Back in Deuteronomy chapter 6, we are in Exodus, Leviticus, Numbers, Deuteronomy chapter 6 and verse 16, "You shall not put the Lord your God to the test as you tested Him at Massah." And remember when Jesus was confronted by the devil and the devil used scripture to try to get Him to put God to the test and see if God would really preserve Him," and God's response to the Satan's quoted scripture "It is also written you shall not put the Lord your God to the test." So, lessons we are to learn. Writer to the Hebrews draws those clearly to our attention. Come back to Exodus 17, lack of food and lack of water is only one of the problems that Israel has in this wilderness region. There are enemies that don't take kindly to this mass of several million people turning up in the area that is theirs and furthermore they look at them as ripe for the picking. So, in chapter 17, beginning with verse 8 and through the rest of the chapter, we have the account of Amalek. The people of Amalek fighting against Israel here, then Israel defeating Amalek. Amalekites are relatives of Israel. Remember Esau and Jacob, the brothers. Well the Amalekites are descendents of Esau. The Israelites are the descendents of Jacob. Now the Amalekites are the descendents of a grandson of Esau and that’s found in genesis chapter 36, verse 12. So, they are not only attacking those that they are related to, but they are also doing it in an extremely callus and hard hearted way that shows a complete lack of reverence for God and respect for the people of God and thus respect for the God of Israel.
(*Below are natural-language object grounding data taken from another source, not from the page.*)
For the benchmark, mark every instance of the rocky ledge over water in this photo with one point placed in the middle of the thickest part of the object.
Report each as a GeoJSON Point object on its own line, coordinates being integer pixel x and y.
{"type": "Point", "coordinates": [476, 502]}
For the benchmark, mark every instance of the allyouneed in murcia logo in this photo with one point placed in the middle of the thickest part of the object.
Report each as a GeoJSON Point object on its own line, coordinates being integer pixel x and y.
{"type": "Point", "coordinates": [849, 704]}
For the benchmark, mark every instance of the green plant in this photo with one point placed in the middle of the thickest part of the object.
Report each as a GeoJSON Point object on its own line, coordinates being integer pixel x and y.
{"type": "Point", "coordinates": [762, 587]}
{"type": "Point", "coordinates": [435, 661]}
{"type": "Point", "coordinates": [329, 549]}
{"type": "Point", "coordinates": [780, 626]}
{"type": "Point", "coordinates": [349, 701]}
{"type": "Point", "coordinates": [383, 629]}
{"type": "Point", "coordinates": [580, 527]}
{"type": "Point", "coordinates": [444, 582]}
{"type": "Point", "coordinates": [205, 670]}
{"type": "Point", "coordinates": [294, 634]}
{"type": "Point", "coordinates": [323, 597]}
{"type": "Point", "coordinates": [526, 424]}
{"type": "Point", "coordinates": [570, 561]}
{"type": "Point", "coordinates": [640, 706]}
Turn over to Deuteronomy chapter 25. We are just told in Exodus that the Amalekites came out to fight against Israel, but in Deuteronomy chapter 25, verse 17 "Remember what Amalek did to you along the way when you came out from Egypt." Now, note this what He was doing how the Amalekites were attacking Israel. "How he met you along the way and attacked among you all the stragglers at your rear when you were faint and weary; and he did not fear God." So, you see this is especially mean and disheartening. The people that were worn out with the travel and they had to walk. They had all the stuff to carry, the elderly, the weak, those who were sick, those kind of people they straggle behind and when the Israel got to where they are going to camp everybody catch up, I mean we got procession here that extends for miles and miles with this amount of people and the Amalekites were just started to attack the weak and the struggling and so on and in all of this they so showed no fear of God. They would have heard what God did to the Egyptians to deliver Israel, I mean they had heard all way up in Canaan, but the Amalekites don't fear God. Therefore, verse 19, while you are in Deuteronomy 25, "It shall come about when the Lord your God has given you rest from all your surrounding enemies, in the land which the Lord your God gives you as an inheritance to possess, you shall blot out the memory of Amalek from under heaven; you must not forget." Amalek is appointed to destruction and he has demonstrated he is worthy of that in his actions here.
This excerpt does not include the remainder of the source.